In its In re Villena brief, the PTO argues that the §101 inquiry is a “pure” question of law.  That assertion seems to be belied by a whole host of cases from the Federal Circuit and district courts that have stated that the §101 analysis is a question of law informed by underlying facts. See Arrhythmia Research Technology v. Corazonix Corp., 958 F.2d 1053 (Fed. Cir. 1992); In re Comiskey, 554 F.3d 967 (Fed. Cir. 2009); SINCLAIR-ALLISON, INC. v. FIFTH AVENUE PHYSICIAN SERVICES, LLC, No. CIV-12-360-M (W.D. Okla. Dec. 19, 2012); PROTOSTORM, LLC v. ANTONELLI, TERRY, STOUT & KRAUS, LLP, No. 08-CV-931 (PKC)(JO) (E.D.N.Y. June 5, 2015); WIRELESS MEDIA INNOVATIONS, LLC v. MAHER TERMINALS, LLC, Civil Action No. 14-7004 (D.N.Y. Apr. 20, 2015); EXECWARE, LLC v. BJ’S WHOLESALE CLUB, INC., Civil Action No. 14-233-LPS (D. Del. July 15, 2015); TRIPLAY, INC. v. WhatsAPP INC., Civil Action No. 13-1703-LPS (D. Del. Apr. 28, 2015); VS TECHNOLOGIES, LLC v. TWITTER, INC., Civil Action No. 2: 11cv43 (E.D. Va. Apr. 26, 2012); Cyberfone Systems, LLC v. Cellco Partnership, 885 F. Supp. 2d 710 (D. Del. 2012) — not to mention the PTAB’s decision in PNC Bank v. Secure Axcess, CBM2014-0100 (PTAB Sept. 9, 2014) citing a lack of evidence of a fundamental economic practice.

Oral Argument of the Week: Bose Corp. v. SDI Technologies, Inc.

Thursday, December 8th, 2016

The oral argument of the week is Bose Corp. v. SDI Technologies, Inc.  It was argued on November 7, 2016 and decided by Rule 36 Judgment on November 14, 2016.  I think you might enjoy listening to this oral argument because it discusses use of materials from the “Way Back Machine” on, as well as hearsay issues.

The oral argument is available [here].

The Rule 36 Judgment is available [here].

By the way, I just noticed that now has quite a library of old time radio programs, such as Dragnet.  I bet Joe Friday would have considered “well-known,” “conventional,” and “routine” to all be factual inquiries. []


Wednesday, December 7th, 2016

If you were curious about the two-judge decision in Impulse Technology Ltd. v. Microsoft Corporation decided today, it appears that the Federal Circuit judge that recused herself was Judge Moore.  From listening to the initial part of the oral argument, it appears that one of the parties raised a possible conflict issue upon learning the morning of oral argument that Judge Moore was to be part of the panel to hear the case. [Listen]

If memory serves correctly, it seems that the list of judges that have recused themselves since 2007 includes at least Judge Moore, Judge O’Malley, Judge Clevenger, Judge Michel (now retired), Judge Chen, Judge Taranto, and Judge Stoll.

PTO Position on Evidence in a §101 Rejection

Friday, December 2nd, 2016

The PTO has been notably silent on the issue of what evidence is required from the PTO in a §101 analysis.  The PTO Solicitor’s Office did express some views on the issue in its briefing of the In re Villena appeal.  Perhaps they have changed their mind after McRO v.
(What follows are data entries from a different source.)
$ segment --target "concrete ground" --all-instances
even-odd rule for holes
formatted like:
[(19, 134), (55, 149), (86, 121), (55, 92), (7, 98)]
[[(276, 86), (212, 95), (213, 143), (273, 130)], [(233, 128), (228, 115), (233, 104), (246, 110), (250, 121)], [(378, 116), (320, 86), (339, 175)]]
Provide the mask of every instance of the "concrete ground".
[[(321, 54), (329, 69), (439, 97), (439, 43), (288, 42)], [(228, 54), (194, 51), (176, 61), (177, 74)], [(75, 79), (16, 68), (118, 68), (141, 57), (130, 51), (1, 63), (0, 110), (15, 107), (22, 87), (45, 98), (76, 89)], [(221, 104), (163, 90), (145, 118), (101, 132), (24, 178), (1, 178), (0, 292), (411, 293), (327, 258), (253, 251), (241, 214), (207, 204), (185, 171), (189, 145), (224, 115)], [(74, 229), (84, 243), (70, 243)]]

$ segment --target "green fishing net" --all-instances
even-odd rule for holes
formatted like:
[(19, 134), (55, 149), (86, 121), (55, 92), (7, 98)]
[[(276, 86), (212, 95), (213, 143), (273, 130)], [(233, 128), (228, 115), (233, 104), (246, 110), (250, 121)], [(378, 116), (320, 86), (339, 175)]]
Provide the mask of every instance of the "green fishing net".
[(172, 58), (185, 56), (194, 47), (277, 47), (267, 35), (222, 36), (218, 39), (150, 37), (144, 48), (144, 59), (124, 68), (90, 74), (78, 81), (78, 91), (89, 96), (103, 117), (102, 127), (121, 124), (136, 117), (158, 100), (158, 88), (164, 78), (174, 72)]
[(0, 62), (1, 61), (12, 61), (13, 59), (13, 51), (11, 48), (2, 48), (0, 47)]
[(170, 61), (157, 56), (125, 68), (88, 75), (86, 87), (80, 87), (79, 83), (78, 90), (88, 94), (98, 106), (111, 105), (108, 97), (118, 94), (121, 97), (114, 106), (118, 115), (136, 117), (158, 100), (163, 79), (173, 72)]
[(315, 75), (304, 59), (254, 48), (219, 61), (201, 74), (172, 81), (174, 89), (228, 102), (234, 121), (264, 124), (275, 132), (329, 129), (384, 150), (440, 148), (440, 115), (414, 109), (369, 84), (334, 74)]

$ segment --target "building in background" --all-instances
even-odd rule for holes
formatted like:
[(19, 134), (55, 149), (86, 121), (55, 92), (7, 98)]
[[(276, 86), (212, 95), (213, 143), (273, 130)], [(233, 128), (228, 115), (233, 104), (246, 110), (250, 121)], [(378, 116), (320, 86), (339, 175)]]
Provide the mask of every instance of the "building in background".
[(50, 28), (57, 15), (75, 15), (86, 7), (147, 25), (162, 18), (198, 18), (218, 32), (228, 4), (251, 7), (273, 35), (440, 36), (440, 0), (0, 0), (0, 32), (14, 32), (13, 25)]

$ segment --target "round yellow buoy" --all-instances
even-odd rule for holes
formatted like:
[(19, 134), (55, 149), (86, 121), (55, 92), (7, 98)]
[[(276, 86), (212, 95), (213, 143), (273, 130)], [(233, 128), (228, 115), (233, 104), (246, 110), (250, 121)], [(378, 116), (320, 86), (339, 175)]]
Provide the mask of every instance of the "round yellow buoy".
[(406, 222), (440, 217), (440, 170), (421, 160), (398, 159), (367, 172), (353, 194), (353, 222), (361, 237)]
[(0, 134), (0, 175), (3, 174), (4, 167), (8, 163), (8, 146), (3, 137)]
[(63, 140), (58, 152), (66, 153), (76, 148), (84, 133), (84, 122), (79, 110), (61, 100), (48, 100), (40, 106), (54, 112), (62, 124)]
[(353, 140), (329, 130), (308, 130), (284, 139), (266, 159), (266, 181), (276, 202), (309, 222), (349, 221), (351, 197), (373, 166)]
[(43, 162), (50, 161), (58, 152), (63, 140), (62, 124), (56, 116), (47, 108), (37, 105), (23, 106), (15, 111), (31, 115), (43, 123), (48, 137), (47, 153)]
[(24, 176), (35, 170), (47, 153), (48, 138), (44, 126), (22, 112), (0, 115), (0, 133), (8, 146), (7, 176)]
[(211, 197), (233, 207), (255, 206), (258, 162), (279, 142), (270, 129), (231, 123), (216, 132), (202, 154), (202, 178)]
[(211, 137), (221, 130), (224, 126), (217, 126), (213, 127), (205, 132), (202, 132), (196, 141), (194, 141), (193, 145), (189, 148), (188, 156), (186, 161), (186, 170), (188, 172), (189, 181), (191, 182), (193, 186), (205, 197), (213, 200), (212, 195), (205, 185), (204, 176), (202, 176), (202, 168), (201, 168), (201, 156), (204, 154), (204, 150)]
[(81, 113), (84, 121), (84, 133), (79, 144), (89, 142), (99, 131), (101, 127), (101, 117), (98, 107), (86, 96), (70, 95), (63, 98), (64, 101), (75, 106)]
Bandai.  You can access the PTO’s brief [here].  This might be helpful material to anyone that is planning on attending the upcoming PTO roundtable on Monday on subject matter eligibility.

The Federal Circuit issued a Rule 36 Judgment on the appeal.  Because the PTAB rejected the claims for 102 and 103 reasons in addition to 101, one cannot say that the Federal Circuit was endorsing the Solicitor’s Office views on patent eligibility.  The Federal Circuit does not always address all issues on appeal to reach an affirmance of the Board.  For example, in In re Gleave the court stated:

Therefore, we affirm the Board’s rejection of claims 1, 4, 15, and 18-21 of the ‘493 application under § 102(b). We need not reach the § 103 obviousness rejection.

In re Gleave, 560 F. 3d 1331, 1338 (Fed. Cir. 2009)

Frankenstein’s Monster and the Federal Circuit

Thursday, December 1st, 2016

While the Federal Circuit makes reference to literary characters from time to time, it is rare that Frankenstein’s monster has ever come up in Federal Circuit or CCPA opinions.  I thought it was a creative expression in a recent oral argument where the patent owner referred to the PTAB’s rejection as a “Frankenstein hodge-podge collection of citations.”  [Listen]

I am familiar with a “rolling 103 rejection.”  Perhaps we should add a “Frankenstein’s monster rejection” to the list.